Williams Cornelius, for appellants.

Fred E. Butler and McCarthy, Edge Lantz, for respondents.

MAIN, J.

This was an action by one partner for an accounting as to the partnership transactions. The trial court first tried the question as to whether the plaintiff had a right to an accounting. At the conclusion of this evidence, the court was of the opinion that no such right existed, because there had been a settlement and adjustment of the partnership transactions. Findings of fact, conclusions of law and a judgment were thereupon entered dismissing the action, from which the plaintiff and the defendants W.R. Boozer and Fred J. Boozer appeal.

The preliminary facts leading up to this controversy will be found stated in the case of Boozer v. Boozer, ante p. 34, 245 P. 403, just decided, and need not be here repeated.

Page 43

[1] The controlling question is, whether there had been a settlement and adjustment of the partnership affairs to which Dolph E. Boozer was a party. The evidence material to this question is decidedly conflicting. The trial court, after finding that Dolph E. Boozer was a party to the negotiations which began on or about July 26, 1922, and culminated on July 28 of that month in an agreement by which W.R. Boozer purchased the interest of Frank A. Boozer in the partnership and gave his promissory note therefor, found:

“That the nature of the business conducted by said partners was such that each of the partners in general had full knowledge of the business transaction of the other; that at all times herein mentioned, up to and including said 28th day of July, 1922, each and all of said Boozers knew approximately and substantially the source and amount of all moneys of said partnership received by said Frank A. Boozer, the nature and amount of all expenditures and payments made to, for or on behalf of said copartnership by said Frank A. Boozer, the state of his copartnership accounts, and the nature and extent of his right, title and interest in and to said copartnership business, property and assets.
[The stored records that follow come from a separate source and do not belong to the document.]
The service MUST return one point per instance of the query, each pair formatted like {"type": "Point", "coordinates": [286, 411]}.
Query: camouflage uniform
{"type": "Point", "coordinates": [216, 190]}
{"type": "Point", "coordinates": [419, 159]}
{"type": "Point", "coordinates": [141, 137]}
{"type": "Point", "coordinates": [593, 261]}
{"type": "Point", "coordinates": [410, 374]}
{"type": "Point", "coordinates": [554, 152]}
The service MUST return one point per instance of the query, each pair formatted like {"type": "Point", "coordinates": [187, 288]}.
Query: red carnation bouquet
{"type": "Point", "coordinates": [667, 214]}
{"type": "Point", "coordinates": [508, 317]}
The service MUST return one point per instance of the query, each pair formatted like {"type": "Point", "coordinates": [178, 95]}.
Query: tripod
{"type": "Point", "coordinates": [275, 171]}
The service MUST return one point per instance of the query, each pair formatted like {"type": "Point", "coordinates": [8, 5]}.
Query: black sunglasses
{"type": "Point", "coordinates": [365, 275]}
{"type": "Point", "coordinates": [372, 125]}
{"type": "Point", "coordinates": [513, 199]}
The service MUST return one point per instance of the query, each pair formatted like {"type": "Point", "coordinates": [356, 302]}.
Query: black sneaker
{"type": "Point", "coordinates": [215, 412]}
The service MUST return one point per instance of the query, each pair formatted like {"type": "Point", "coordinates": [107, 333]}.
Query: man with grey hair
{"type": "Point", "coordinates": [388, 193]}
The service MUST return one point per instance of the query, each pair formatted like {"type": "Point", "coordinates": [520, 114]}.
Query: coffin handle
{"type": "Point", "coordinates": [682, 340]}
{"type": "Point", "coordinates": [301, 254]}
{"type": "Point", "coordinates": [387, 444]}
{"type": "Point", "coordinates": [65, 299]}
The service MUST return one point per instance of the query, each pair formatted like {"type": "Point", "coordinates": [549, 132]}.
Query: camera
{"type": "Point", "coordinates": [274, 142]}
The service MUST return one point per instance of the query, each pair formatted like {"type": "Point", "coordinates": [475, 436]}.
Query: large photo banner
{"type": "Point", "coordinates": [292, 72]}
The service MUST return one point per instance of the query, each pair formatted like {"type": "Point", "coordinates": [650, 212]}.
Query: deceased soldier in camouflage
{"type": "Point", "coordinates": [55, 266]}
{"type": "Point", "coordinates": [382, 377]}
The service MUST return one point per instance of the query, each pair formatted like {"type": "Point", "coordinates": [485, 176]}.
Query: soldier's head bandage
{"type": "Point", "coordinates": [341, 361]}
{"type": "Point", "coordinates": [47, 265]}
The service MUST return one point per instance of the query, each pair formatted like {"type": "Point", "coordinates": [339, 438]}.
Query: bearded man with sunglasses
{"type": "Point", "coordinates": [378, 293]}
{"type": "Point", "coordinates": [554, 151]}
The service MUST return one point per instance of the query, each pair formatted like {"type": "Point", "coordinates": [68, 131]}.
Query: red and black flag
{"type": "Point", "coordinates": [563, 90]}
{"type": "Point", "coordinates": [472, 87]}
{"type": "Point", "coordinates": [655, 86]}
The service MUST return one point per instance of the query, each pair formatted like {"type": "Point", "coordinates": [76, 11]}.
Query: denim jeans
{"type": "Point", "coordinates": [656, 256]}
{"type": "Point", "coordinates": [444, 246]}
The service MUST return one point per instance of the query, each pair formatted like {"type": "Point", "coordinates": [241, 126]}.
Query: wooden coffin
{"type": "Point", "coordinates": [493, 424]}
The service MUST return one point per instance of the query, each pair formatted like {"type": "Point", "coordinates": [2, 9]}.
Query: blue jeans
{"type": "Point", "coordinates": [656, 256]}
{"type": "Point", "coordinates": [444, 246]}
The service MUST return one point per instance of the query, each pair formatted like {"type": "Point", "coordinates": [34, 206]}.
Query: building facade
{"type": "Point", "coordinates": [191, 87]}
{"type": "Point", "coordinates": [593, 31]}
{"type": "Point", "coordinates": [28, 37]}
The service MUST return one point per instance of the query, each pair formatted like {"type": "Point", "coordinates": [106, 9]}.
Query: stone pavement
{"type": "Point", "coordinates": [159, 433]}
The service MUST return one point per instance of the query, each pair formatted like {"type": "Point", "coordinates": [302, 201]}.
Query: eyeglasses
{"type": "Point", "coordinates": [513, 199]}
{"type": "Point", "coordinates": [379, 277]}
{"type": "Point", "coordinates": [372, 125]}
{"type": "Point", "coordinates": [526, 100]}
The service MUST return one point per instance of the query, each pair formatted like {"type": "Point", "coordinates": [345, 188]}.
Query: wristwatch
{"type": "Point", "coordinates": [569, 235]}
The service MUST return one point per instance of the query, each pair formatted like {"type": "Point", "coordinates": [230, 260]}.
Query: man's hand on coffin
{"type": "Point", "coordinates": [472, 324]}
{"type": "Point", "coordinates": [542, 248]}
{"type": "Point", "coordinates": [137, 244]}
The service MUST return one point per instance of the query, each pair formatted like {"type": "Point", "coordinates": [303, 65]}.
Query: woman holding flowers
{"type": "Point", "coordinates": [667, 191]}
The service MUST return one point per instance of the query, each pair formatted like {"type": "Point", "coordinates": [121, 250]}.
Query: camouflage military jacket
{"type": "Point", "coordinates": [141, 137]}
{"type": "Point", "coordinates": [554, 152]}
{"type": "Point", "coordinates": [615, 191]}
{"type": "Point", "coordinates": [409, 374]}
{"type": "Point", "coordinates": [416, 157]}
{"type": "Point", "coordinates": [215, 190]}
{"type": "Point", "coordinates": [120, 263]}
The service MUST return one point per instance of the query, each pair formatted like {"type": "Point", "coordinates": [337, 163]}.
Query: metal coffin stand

“IV. That said receipts, expenditures and payments, the state of said copartnership accounts, and the nature and extent of his said right, title and interest in and to said copartnership business, property and assets were considered by them, and each of them and formed the basis for said offer to purchase or sell and for said sale price of $13,000.00; that they, and each of them, intended and understood that said negotiations, sale and the execution of said agreement and promissory note would and did constitute a dissolution of said copartnership and a full and complete settlement of all of said copartnership affairs and accounts; that said settlement was, and they, and each of them, knew it to be one of the considerations for the said sale of said Frank A. Boozer’s interest and for the execution of said agreement.”

Page 44

If the facts are as found by the trial court, there can be no question but what there was a settlement and adjustment of the partnership affairs, which was binding upon Dolph E. Boozer. After a careful consideration of the evidence, we are of the opinion that the findings of the trial court are supported by the preponderance thereof. There can be no question that the parties had a right, if they saw fit, to adjust and settle their affairs in the manner in which they did.

It follows that the judgment must be affirmed, and it is so ordered.

TOLMAN, C.J., MITCHELL, MACKINTOSH, and PARKER, JJ., concur.